Diabetes may be substantially more likely for children taking second-generation atypical antipsychotics, according to findings from a recent study, which included a number of caveats.

Incidence of diabetes appeared to be more than four times higher among children on a second-generation antipsychotic than in those not using psychotropic medications, Susan E. Andrade, ScD, of the University of Massachusetts in Worcester, and colleagues found.

If real, the risk would pose an important drug safety and public health concern, the group noted in the December issue of Pediatrics.

Such a link may be plausible, given that the newer generation of antipsychotics is known to cause metabolic problems and weight gain in both children and adults, along with insulin resistance and diabetes in adults, they pointed out.

But the study couldn't draw any definite conclusions because of the low number of diabetes cases found.

In a retrospective administrative database analysis, just 57 diabetes cases developed among the 9,636 children ages 5 to 18 who started on a second-generation antipsychotic medication from January 2001 to December 2008.

The children were followed through medical, pharmacy, and outpatient laboratory records of three health maintenance organization plans.

The rate of incident diabetes was:

• 3.23 cases per 1,000 person-years in children on the antipsychotics

• 0.76 cases per 1,000 person-years in children not on any psychotropic medication

• 1.86 cases per 1,000 person-years in children on antidepressants

 

The incidence rate ratio for diabetes with second-generation antipsychotic use in the unadjusted analysis was 4.24-fold that of children not on psychotropics (95% confidence interval 1.95 to 8.72).

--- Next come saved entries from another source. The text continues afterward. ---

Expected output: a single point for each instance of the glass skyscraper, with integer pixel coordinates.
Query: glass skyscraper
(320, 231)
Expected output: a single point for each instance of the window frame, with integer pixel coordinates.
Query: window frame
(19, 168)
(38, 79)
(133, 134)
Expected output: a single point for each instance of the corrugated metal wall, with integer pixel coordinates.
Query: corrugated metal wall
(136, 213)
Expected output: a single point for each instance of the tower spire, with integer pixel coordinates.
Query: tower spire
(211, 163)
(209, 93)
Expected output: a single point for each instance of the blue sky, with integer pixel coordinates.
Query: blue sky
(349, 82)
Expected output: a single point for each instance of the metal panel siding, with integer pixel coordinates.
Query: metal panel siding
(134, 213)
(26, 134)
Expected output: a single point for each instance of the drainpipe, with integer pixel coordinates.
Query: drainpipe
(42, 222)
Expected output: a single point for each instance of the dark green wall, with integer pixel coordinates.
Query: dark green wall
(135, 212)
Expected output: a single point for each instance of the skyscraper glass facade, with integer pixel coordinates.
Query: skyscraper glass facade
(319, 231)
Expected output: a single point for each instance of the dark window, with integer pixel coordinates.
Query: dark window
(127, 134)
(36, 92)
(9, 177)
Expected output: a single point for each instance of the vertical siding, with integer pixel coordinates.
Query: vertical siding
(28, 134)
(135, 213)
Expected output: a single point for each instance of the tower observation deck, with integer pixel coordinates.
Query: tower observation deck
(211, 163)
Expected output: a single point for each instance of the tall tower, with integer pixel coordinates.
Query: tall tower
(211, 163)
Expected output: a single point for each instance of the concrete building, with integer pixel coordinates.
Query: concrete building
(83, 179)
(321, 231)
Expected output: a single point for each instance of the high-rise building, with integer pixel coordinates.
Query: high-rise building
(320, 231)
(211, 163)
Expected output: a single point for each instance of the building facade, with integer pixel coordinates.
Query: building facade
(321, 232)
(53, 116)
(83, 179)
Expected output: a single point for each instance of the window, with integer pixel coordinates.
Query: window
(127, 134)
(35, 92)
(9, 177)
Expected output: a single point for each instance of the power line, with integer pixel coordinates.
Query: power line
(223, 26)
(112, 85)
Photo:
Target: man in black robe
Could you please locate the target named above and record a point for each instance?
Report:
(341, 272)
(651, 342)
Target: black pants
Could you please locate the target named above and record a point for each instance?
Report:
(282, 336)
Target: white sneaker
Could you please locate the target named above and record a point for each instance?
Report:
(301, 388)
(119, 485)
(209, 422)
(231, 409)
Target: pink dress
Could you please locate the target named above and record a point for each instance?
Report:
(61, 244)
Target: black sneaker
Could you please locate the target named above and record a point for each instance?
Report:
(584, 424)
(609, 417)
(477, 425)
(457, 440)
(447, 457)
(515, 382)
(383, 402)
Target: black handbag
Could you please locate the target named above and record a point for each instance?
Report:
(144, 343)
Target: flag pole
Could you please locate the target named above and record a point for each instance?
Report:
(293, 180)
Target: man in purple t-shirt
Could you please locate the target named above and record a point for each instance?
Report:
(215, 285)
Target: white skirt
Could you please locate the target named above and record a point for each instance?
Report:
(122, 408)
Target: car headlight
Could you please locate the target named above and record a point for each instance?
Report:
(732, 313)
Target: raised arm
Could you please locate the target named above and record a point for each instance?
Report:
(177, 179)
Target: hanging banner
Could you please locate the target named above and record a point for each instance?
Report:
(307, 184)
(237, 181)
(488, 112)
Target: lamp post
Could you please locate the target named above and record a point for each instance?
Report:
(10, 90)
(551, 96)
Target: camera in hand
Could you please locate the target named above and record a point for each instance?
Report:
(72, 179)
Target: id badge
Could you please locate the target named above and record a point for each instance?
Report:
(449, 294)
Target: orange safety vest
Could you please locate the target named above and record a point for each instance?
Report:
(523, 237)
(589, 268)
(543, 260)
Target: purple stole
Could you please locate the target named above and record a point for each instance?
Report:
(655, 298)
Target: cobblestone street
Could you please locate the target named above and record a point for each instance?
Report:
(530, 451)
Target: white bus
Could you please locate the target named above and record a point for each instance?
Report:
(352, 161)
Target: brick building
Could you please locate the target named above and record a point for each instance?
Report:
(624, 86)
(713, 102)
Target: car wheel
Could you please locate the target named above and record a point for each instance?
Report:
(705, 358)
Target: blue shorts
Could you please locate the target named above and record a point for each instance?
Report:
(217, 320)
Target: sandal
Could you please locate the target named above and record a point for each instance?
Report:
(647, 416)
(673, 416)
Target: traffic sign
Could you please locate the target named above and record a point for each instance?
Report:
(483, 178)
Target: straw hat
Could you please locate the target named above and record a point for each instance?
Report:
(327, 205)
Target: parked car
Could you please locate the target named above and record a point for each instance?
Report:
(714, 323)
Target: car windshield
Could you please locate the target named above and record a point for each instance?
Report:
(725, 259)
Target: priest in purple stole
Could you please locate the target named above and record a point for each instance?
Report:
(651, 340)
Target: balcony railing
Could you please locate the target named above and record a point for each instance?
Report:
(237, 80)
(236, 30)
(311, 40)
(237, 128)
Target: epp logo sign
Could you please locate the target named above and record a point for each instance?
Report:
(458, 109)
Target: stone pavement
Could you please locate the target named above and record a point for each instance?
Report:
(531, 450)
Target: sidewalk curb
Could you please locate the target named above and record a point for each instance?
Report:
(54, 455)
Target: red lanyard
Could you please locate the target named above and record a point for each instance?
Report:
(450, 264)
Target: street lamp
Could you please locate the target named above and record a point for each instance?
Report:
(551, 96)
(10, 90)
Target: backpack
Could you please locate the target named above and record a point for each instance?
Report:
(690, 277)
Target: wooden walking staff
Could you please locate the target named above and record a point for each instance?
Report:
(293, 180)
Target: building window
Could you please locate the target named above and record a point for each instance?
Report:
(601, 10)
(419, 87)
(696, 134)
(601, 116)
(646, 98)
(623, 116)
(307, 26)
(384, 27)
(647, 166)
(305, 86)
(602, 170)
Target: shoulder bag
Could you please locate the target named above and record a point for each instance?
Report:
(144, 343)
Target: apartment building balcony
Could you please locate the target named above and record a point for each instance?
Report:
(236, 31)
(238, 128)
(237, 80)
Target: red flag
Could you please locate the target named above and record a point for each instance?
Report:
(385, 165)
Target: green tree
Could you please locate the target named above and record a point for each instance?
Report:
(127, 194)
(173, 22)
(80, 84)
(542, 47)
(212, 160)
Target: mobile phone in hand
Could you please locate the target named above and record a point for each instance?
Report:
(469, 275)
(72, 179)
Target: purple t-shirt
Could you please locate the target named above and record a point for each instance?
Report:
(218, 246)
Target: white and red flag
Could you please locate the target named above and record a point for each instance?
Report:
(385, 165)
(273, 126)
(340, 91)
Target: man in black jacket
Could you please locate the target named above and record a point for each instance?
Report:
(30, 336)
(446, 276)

But while the association actually appeared stronger after propensity score matching, it lost statistical significance in that analysis (IRR 4.47, 95% CI 0.23 to 263.82).

Compared with children taking antidepressant medications, atypical antipsychotic use wasn't a bigger diabetes risk in either the unadjusted analysis (IRR 1.74, 95% 0.77 to 3.78) or after propensity matching (IRR 3.58, 95% CI 0.92 to 20.30).

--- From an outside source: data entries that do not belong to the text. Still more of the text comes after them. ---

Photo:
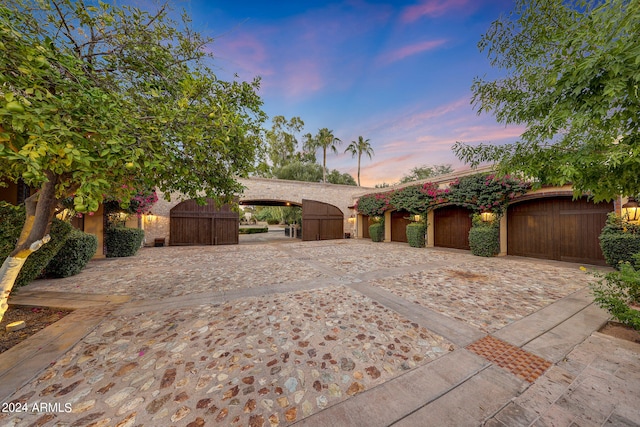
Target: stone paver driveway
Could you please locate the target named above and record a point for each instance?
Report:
(275, 334)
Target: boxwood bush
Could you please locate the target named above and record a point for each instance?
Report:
(74, 255)
(484, 237)
(619, 241)
(618, 292)
(10, 227)
(376, 232)
(415, 234)
(122, 241)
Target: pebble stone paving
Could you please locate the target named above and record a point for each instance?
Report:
(275, 359)
(489, 296)
(261, 361)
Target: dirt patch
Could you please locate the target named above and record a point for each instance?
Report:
(618, 330)
(36, 319)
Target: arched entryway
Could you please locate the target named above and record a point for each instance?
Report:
(557, 228)
(451, 227)
(321, 221)
(399, 222)
(194, 224)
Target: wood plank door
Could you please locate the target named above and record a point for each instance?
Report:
(193, 224)
(557, 228)
(451, 227)
(321, 221)
(399, 222)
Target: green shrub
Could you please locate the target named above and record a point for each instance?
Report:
(376, 232)
(122, 241)
(619, 240)
(10, 227)
(253, 230)
(618, 248)
(617, 290)
(415, 234)
(484, 237)
(74, 255)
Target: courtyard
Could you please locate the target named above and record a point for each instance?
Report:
(345, 332)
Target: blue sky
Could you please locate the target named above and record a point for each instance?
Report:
(398, 73)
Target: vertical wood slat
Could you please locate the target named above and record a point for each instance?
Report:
(321, 221)
(399, 224)
(193, 224)
(557, 228)
(451, 227)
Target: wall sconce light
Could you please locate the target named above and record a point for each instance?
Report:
(631, 210)
(487, 216)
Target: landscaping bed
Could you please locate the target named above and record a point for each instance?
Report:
(36, 319)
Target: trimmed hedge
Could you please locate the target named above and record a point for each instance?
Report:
(74, 255)
(376, 232)
(415, 234)
(618, 248)
(122, 241)
(484, 240)
(253, 230)
(10, 228)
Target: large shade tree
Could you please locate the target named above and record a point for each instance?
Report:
(570, 75)
(358, 148)
(95, 95)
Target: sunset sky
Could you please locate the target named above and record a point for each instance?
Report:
(398, 73)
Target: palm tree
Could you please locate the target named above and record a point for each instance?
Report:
(326, 140)
(359, 148)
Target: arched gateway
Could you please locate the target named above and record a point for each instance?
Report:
(327, 214)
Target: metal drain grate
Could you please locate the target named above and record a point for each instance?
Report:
(514, 359)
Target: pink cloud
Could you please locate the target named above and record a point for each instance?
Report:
(430, 8)
(409, 50)
(302, 77)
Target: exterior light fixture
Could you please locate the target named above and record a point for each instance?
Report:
(487, 216)
(631, 210)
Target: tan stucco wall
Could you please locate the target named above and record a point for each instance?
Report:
(341, 196)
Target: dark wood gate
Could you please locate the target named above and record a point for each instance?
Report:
(451, 227)
(557, 228)
(399, 222)
(192, 224)
(366, 222)
(321, 221)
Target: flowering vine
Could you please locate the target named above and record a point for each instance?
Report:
(480, 193)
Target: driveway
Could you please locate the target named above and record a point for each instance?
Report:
(345, 332)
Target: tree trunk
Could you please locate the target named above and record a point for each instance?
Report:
(324, 165)
(40, 209)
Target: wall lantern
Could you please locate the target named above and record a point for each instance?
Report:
(631, 210)
(487, 216)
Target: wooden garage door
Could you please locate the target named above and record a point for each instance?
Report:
(557, 228)
(192, 224)
(451, 227)
(399, 222)
(321, 221)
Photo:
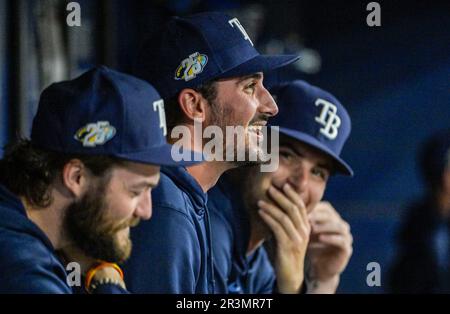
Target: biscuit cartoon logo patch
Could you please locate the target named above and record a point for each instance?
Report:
(191, 67)
(94, 134)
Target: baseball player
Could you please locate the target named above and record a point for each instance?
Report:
(249, 207)
(207, 70)
(79, 184)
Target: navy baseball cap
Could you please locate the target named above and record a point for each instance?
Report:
(315, 117)
(434, 156)
(196, 49)
(104, 112)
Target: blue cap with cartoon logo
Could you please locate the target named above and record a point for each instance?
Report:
(193, 50)
(315, 117)
(104, 112)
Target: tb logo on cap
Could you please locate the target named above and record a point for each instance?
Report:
(238, 24)
(328, 119)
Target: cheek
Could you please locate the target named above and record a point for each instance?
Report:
(316, 192)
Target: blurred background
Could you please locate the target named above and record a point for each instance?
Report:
(393, 79)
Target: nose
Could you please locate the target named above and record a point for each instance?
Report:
(144, 208)
(268, 104)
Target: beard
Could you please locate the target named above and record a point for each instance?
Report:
(222, 116)
(92, 230)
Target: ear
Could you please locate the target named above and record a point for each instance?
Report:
(193, 104)
(74, 177)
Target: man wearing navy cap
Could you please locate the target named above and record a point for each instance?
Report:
(206, 68)
(79, 184)
(248, 206)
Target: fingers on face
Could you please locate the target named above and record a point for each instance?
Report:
(331, 226)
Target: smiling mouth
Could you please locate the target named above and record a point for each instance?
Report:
(256, 129)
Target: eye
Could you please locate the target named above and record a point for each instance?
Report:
(250, 87)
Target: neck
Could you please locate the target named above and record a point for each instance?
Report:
(48, 219)
(208, 173)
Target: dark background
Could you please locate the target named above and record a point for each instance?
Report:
(393, 79)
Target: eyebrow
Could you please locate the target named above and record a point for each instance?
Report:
(324, 165)
(250, 76)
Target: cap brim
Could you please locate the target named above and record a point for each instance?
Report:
(260, 63)
(162, 155)
(341, 166)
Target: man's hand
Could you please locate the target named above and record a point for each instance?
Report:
(329, 250)
(288, 220)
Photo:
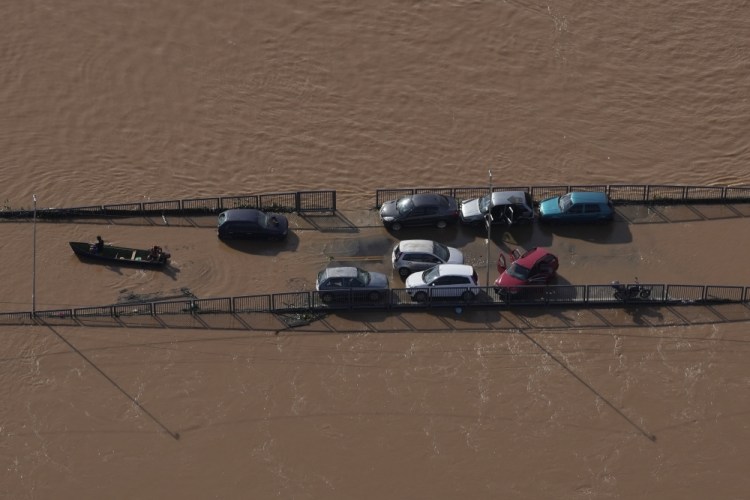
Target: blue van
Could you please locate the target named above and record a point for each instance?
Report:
(577, 206)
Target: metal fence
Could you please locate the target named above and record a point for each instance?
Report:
(280, 303)
(296, 201)
(619, 194)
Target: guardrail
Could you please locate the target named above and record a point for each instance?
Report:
(619, 193)
(296, 201)
(291, 302)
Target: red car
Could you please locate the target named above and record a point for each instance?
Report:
(535, 267)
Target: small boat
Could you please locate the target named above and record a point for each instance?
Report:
(153, 257)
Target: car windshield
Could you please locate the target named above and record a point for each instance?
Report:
(484, 204)
(263, 220)
(518, 271)
(363, 276)
(441, 251)
(565, 202)
(404, 206)
(431, 274)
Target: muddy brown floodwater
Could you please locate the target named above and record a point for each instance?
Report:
(106, 103)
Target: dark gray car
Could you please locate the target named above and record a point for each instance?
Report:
(350, 283)
(424, 209)
(506, 207)
(251, 224)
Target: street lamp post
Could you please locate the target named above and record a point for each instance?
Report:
(33, 266)
(488, 223)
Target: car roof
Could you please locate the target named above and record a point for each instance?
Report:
(341, 272)
(588, 197)
(508, 197)
(425, 199)
(416, 245)
(455, 270)
(243, 214)
(533, 256)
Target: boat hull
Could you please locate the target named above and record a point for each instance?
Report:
(115, 255)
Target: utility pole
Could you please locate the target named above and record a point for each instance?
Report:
(488, 223)
(33, 266)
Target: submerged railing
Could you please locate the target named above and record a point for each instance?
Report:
(620, 194)
(325, 201)
(296, 201)
(395, 299)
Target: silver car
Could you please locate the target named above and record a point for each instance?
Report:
(409, 256)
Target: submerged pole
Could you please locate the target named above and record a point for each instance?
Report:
(488, 222)
(33, 265)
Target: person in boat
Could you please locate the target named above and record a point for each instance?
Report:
(98, 247)
(155, 253)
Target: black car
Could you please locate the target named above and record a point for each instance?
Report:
(424, 209)
(251, 224)
(349, 282)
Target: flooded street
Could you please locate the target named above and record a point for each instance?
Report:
(138, 102)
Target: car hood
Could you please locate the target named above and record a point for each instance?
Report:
(470, 210)
(378, 280)
(550, 206)
(455, 256)
(388, 209)
(506, 280)
(414, 280)
(281, 226)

Children on antidepressants may have been a better comparison group because they were more similar in terms of healthcare encounters with the potential for detection or diagnosis of diabetes, Andrade's group noted.

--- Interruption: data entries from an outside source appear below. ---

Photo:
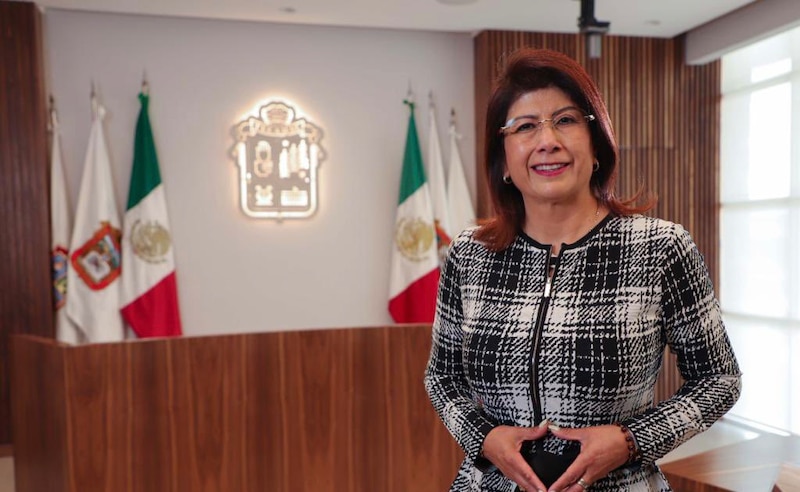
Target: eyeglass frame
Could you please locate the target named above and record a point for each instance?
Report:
(551, 119)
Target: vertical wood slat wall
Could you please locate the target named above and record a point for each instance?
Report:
(666, 118)
(25, 288)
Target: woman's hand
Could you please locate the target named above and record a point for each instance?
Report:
(502, 447)
(603, 449)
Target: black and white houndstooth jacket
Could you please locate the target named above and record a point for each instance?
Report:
(588, 352)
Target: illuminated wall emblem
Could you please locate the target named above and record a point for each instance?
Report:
(277, 156)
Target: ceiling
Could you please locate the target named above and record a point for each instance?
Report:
(650, 18)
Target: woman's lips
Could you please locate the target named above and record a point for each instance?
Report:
(550, 168)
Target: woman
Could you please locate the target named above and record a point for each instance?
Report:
(552, 318)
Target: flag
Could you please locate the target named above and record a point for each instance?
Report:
(59, 233)
(95, 261)
(459, 203)
(414, 274)
(438, 193)
(149, 286)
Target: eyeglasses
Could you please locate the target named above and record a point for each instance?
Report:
(565, 121)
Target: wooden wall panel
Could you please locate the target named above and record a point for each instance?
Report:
(25, 296)
(665, 115)
(335, 410)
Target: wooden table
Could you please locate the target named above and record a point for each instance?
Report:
(747, 466)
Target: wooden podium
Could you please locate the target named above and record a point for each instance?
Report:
(341, 410)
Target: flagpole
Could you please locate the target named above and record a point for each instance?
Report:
(145, 85)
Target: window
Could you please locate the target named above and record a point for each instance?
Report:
(760, 225)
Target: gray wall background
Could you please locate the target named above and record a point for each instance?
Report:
(235, 273)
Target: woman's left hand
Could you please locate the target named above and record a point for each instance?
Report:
(603, 449)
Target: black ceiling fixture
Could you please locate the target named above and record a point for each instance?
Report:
(592, 28)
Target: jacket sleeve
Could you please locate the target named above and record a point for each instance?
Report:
(695, 332)
(445, 379)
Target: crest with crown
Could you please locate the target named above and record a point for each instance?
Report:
(277, 155)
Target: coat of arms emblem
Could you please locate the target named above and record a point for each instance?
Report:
(277, 155)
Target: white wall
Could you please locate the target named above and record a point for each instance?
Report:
(238, 274)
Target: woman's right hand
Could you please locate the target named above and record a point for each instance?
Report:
(502, 447)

But antidepressants themselves may present a risk for diabetes, based on some recent studies, though evidence is conflicting.

"If a causal association exists between antidepressant medication use and diabetes, then the use of this comparison group might have attenuated an actual association between second-generation antipsychotic use and diabetes in the present study," the investigators wrote in the paper.

Another problem was that both adjusted analyses included fewer children on antipsychotics -- 2,531 for the comparison with no psychotropic use and 8,012 for the comparison with antidepressant use.

That further limited the statistical power, because only three and 13 diabetes cases developed in those two groups, respectively.

Too few cases were found to break out risk by the various second-generation antipsychotic medications, Andrade and colleagues noted. Nor were diabetes cases separated into type 1 and type 2 diagnoses, though any effect of antipsychotics would be expected to be on type 2 diabetes incidence.

More studies will be needed to determine whether and how much atypical antipsychotics impact diabetes among children, they concluded.

Primary source: Pediatrics
Source reference:
Andrade SE, et al "Antipsychotic medication use among children and risk of diabetes mellitus" Pediatrics 2011; 128: 1135–1141.